Ç/N: Tamamlamanın gerçekleştiği yer. Gerdek gecesi.

               Ne. Sikimden. Bahsediyorsun!!!

               Mo Ran anında donakalmıştı.

               Ve neredeyse bir ağız dolusu kan tükürecekti!

               Bu nasıl bir şakaydı, Chu Wanning’le bir araya gelmeye cesaret ederse, bu düğün gerçekten lanet bir hayalet düğüne dönüşürdü! Elbette deyişe göre, biri şakayık çiçeğinin* altında ölürse, hayalet olsa dahi çekici olurdu ama bu yaşamda istediği… hayır bekleyin, her iki yaşamda da erdemli Shi Mei’i istemişti, bu ona gıpta eden herkesi bağlayıp çamurlu bir gölete atacak soğukkanlı iblis Chu Wanning’i değil!!

               Evlilikten kaçmak için çok mu geçti?

Ç/N: Güzel bir kadın için metafor.

               Yazarın Notları:

               Oh, düğün mısraları hakkında, başlangıçta geleneksel olanları aramayı planlamıştım ancak derinlemesine bir şey bulamadım. Ayrıca hayalet düğünler normal düğünlerle aynı şekilde yapılmadığından sözler de farklı olmalı. Eleştirmenler lütfen bu konuyu çok fazla eleştirmeyin.

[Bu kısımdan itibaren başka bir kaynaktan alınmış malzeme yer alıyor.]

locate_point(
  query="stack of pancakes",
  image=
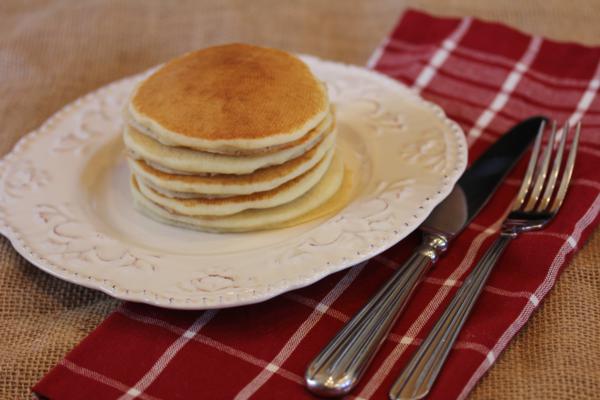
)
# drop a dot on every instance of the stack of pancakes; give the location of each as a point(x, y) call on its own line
point(231, 138)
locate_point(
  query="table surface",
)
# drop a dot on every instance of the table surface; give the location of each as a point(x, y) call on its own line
point(53, 52)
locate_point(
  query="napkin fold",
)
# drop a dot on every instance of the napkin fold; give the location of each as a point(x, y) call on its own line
point(485, 76)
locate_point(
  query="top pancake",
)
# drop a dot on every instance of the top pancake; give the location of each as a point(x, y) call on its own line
point(230, 98)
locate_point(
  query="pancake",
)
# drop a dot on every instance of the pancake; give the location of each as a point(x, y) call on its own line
point(230, 205)
point(230, 98)
point(249, 220)
point(223, 185)
point(181, 160)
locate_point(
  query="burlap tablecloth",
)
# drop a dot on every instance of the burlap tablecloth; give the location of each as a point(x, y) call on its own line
point(53, 52)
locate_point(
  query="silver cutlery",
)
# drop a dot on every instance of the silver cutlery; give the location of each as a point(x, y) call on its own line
point(339, 366)
point(538, 188)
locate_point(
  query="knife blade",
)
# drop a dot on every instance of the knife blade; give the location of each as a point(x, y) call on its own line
point(336, 370)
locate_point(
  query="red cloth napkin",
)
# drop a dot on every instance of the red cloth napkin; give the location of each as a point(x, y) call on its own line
point(487, 77)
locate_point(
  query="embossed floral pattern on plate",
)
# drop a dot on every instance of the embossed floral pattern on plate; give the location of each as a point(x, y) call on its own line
point(64, 202)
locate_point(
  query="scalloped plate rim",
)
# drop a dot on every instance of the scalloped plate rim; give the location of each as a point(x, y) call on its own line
point(21, 247)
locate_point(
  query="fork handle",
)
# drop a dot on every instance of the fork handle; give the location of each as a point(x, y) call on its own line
point(339, 366)
point(418, 377)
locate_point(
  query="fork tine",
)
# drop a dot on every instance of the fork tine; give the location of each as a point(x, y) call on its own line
point(530, 168)
point(542, 172)
point(554, 173)
point(566, 177)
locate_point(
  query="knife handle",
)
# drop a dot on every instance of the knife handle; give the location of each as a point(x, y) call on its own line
point(418, 377)
point(339, 366)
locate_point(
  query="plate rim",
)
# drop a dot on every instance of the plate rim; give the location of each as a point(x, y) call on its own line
point(19, 244)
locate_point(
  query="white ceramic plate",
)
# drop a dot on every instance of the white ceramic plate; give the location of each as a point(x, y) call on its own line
point(65, 203)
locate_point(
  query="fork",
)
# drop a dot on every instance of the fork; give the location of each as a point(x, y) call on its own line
point(533, 209)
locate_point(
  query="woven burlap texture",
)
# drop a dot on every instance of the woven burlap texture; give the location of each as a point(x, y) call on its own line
point(53, 52)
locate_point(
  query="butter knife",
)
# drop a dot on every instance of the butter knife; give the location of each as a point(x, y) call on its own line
point(336, 370)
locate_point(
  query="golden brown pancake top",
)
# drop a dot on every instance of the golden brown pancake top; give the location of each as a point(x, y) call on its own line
point(230, 92)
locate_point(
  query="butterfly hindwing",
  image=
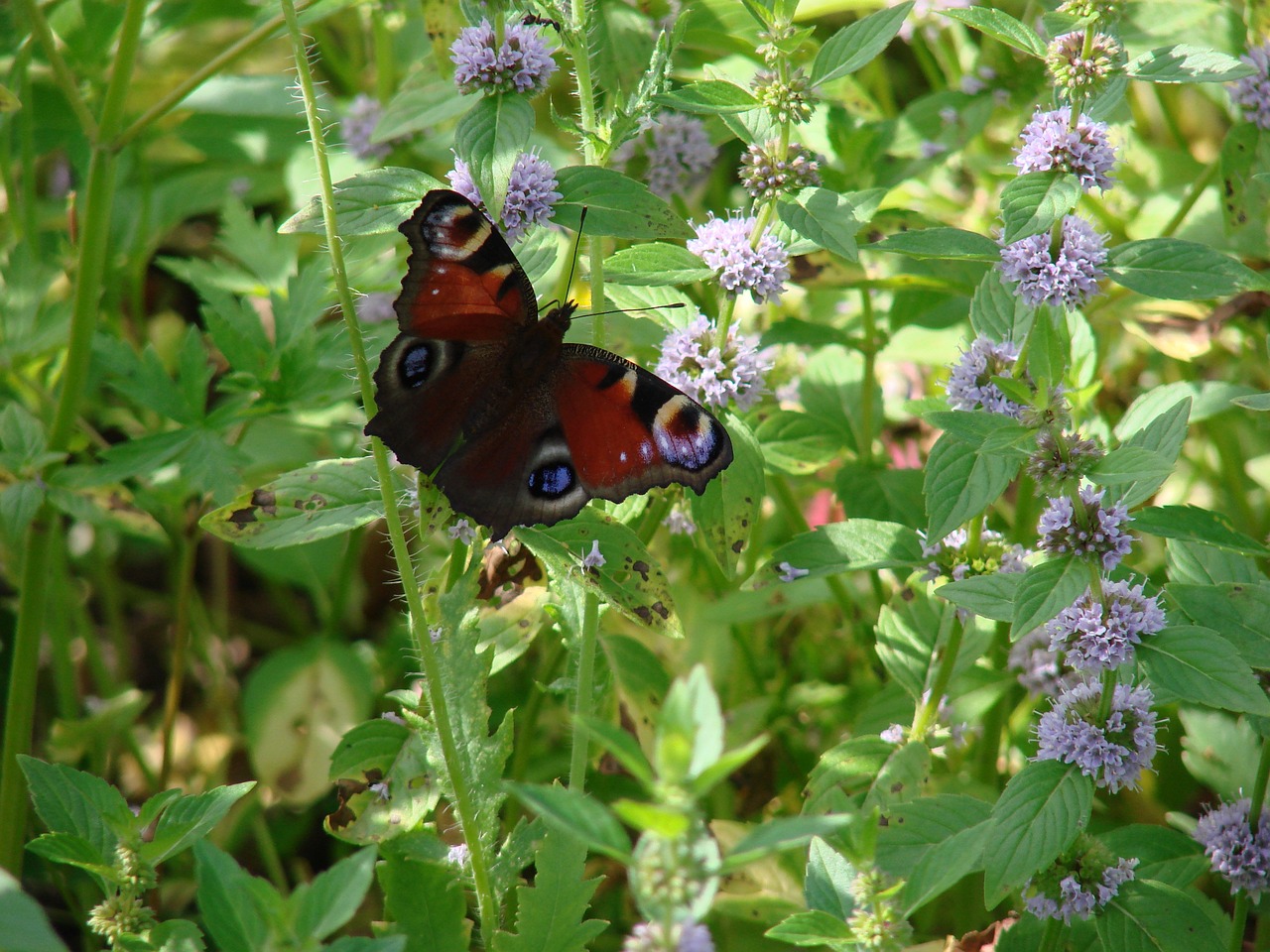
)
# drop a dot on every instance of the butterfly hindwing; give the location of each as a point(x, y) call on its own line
point(462, 281)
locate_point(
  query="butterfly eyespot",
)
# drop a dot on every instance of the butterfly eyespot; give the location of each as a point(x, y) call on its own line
point(553, 480)
point(416, 366)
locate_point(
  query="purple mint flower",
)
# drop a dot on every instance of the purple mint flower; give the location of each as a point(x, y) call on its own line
point(1115, 752)
point(970, 388)
point(522, 62)
point(1100, 636)
point(1233, 849)
point(1049, 143)
point(1252, 93)
point(691, 361)
point(724, 245)
point(1098, 535)
point(681, 151)
point(530, 191)
point(358, 125)
point(1069, 280)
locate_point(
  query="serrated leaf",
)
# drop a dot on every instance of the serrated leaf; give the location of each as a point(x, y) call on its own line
point(707, 98)
point(630, 579)
point(576, 815)
point(1032, 203)
point(857, 44)
point(325, 498)
point(550, 912)
point(1182, 271)
point(948, 244)
point(1040, 811)
point(1047, 589)
point(1001, 27)
point(1184, 62)
point(656, 263)
point(960, 484)
point(617, 206)
point(856, 544)
point(368, 203)
point(1196, 525)
point(1197, 664)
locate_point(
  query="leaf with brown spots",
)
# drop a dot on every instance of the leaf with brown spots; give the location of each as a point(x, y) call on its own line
point(322, 499)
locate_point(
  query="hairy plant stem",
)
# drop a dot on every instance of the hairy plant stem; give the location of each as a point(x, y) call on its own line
point(463, 802)
point(45, 531)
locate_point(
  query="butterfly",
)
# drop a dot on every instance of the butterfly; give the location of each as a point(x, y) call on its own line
point(515, 425)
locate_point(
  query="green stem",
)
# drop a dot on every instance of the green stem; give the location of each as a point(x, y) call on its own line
point(463, 803)
point(585, 690)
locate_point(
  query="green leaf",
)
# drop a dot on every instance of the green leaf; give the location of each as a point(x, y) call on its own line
point(1196, 525)
point(1032, 203)
point(856, 544)
point(368, 203)
point(656, 263)
point(238, 907)
point(1184, 62)
point(947, 244)
point(190, 817)
point(325, 498)
point(1176, 270)
point(1040, 811)
point(616, 206)
point(1198, 664)
point(826, 217)
point(552, 912)
point(72, 801)
point(1164, 435)
point(490, 137)
point(22, 920)
point(630, 579)
point(1153, 916)
point(1236, 611)
point(783, 833)
point(1047, 589)
point(1001, 27)
point(812, 929)
point(857, 44)
point(708, 98)
point(329, 900)
point(576, 815)
point(960, 484)
point(426, 901)
point(991, 595)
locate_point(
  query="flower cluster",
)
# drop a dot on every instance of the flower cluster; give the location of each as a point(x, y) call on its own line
point(788, 99)
point(520, 63)
point(693, 361)
point(1112, 752)
point(1066, 280)
point(1051, 143)
point(952, 558)
point(1096, 636)
point(1095, 532)
point(1079, 73)
point(1061, 458)
point(767, 173)
point(1252, 93)
point(1233, 849)
point(681, 153)
point(530, 191)
point(1078, 885)
point(357, 127)
point(970, 388)
point(724, 245)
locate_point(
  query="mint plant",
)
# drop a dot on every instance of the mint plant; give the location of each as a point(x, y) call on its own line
point(968, 639)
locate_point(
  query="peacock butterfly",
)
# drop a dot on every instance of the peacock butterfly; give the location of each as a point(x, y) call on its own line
point(515, 425)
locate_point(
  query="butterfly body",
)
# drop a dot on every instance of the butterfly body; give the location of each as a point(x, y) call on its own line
point(515, 425)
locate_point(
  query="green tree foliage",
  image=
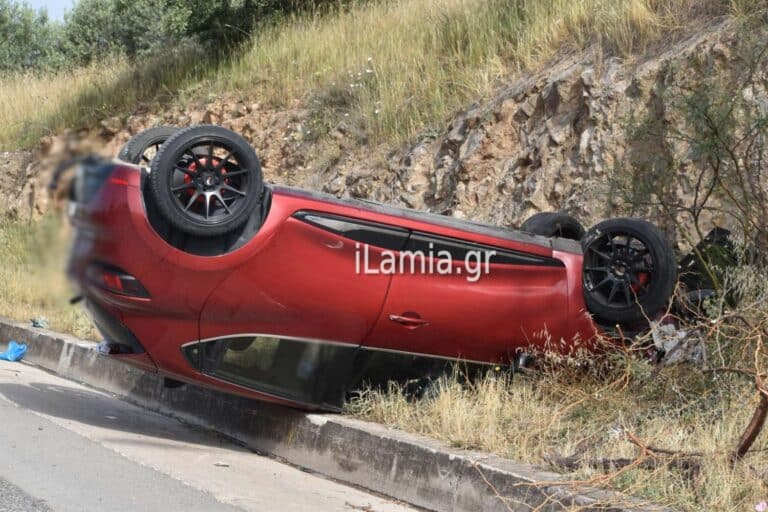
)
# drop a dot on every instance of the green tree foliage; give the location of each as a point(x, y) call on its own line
point(95, 29)
point(28, 40)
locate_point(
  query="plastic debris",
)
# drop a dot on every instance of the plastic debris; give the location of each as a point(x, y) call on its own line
point(14, 352)
point(40, 322)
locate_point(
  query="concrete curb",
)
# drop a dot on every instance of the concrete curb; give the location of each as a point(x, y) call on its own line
point(412, 468)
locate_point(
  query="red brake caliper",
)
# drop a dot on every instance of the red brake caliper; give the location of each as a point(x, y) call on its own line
point(642, 280)
point(192, 167)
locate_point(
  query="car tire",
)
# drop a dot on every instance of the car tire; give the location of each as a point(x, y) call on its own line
point(134, 150)
point(629, 271)
point(554, 224)
point(206, 180)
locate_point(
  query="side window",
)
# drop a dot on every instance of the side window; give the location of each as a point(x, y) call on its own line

               Ayrıca şarkı sözlerine kasıtlı olarak birkaç detay eklenmiştir. Tüm hikâye güncellendikten sonra, ilgilenenleriniz buraya geri gelip tekrar ziyaret edebilir. Bu düğün mısralarının tamamen anlamsız olmadığını anlayacaksınız, daha derin anlamları var.

               Kaçar. Bakın, gelin odası zamanı, bok yerken canlı yayın yapmak zorunda değilim!